I just upgraded my system from Mountain Lion to Mavericks. When my system restarted, the Setup Assistant ran.

The Setup Assistant is asking me to configure things on my system that are already configured — location, internet connection, etc. Plus, it is forcing me to create a new user account, but my user account from Mountain Lion still exists (evidenced by the fact that when I try to enter my previous user name, Setup Assistant informs me that username is taken and won't let me continue).

Seeing as how my system is already configured, I'd like to skip the Setup Assistant.

How do I do that?

  • you could try force quit ctrl + alt + esc
    – Macmaniman
    Oct 24, 2013 at 1:03
  • I just went ahead and deleted the newly created account afterwards. Apple probably wants to make sure that you have a usable admin account by creating a new one.
    – nohillside
    Oct 24, 2013 at 4:50

1 Answer 1


It may be possible for you to bypass the Setup Assistant by creating a file at /var/db/.AppleSetupDone. This can be done by: booting up into single user mode.

The following command will mount the boot drive as read/write device, create the .AppleSetupDone file, and restart your computer

mount -uw / && touch /var/db/.AppleSetupDone && reboot

If your user account is actually intact, you will be able to login to the computer, and everything will be normal. However, in some of these situations, it's possible that your user account doesn't actually exist (unlikely based on the fact that you can't recreate it), or that your password hash is not a supported one (or is missing).

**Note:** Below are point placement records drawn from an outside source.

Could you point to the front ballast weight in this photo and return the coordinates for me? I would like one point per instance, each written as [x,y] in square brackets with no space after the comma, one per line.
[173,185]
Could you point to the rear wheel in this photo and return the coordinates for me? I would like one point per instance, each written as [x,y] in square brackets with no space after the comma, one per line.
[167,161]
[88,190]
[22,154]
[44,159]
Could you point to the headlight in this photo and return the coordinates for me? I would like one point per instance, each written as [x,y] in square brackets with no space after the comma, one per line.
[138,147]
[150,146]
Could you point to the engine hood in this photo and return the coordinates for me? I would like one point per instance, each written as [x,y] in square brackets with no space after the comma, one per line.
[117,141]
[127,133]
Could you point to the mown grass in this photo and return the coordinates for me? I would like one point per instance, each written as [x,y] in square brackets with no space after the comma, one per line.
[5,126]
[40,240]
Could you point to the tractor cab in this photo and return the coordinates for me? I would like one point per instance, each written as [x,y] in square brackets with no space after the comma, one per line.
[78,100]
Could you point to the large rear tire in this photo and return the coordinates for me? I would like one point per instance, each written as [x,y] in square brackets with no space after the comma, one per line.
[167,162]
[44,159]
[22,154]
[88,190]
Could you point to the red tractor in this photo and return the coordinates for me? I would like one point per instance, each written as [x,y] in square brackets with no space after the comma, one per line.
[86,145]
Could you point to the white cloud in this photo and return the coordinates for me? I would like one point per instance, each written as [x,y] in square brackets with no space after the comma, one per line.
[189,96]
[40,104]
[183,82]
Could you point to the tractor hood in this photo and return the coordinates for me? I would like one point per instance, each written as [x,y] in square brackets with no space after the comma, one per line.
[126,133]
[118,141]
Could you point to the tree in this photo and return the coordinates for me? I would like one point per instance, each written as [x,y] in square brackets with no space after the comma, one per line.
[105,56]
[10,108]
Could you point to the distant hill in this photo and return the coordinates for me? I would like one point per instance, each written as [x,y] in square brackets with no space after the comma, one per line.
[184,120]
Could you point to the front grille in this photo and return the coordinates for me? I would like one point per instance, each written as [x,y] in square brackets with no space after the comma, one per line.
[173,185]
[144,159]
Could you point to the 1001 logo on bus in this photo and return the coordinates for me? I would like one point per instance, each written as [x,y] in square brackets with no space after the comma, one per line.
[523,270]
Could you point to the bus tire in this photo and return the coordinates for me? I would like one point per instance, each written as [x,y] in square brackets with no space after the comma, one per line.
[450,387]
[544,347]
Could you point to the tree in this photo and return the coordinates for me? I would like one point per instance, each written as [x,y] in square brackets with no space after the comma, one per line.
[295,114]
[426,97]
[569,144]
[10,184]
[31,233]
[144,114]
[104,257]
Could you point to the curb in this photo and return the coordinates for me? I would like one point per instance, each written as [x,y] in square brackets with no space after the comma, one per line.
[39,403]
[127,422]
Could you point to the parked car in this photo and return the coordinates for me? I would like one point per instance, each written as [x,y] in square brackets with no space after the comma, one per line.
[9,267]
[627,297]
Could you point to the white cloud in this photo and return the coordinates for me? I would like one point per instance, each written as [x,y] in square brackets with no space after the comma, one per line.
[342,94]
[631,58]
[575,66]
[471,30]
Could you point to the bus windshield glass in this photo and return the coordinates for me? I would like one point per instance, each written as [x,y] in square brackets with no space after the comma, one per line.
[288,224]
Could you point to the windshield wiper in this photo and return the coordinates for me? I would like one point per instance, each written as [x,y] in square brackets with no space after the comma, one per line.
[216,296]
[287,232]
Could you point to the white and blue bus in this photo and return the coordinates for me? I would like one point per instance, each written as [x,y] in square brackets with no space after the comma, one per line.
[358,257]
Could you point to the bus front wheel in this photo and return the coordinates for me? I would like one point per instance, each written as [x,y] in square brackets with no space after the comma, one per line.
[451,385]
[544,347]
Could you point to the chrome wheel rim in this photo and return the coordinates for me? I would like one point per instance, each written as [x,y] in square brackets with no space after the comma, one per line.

If you cannot login normally after disabling the Setup Assistant, you can re-enable it by removing the file that you created above. This can be accomplished by booting back into single user mode, and performing the following command:

mount -uw / && rm /var/db/.AppleSetupDone && reboot

Once you've restarted, create a differently named user account (Admin?), and use that account to survey the scene. With the newly created user, make sure that you see an existing account for your previous user in System Preferences. If the user exists, it may help to reset the password for that user (to re-create the hash), and then attempt to login.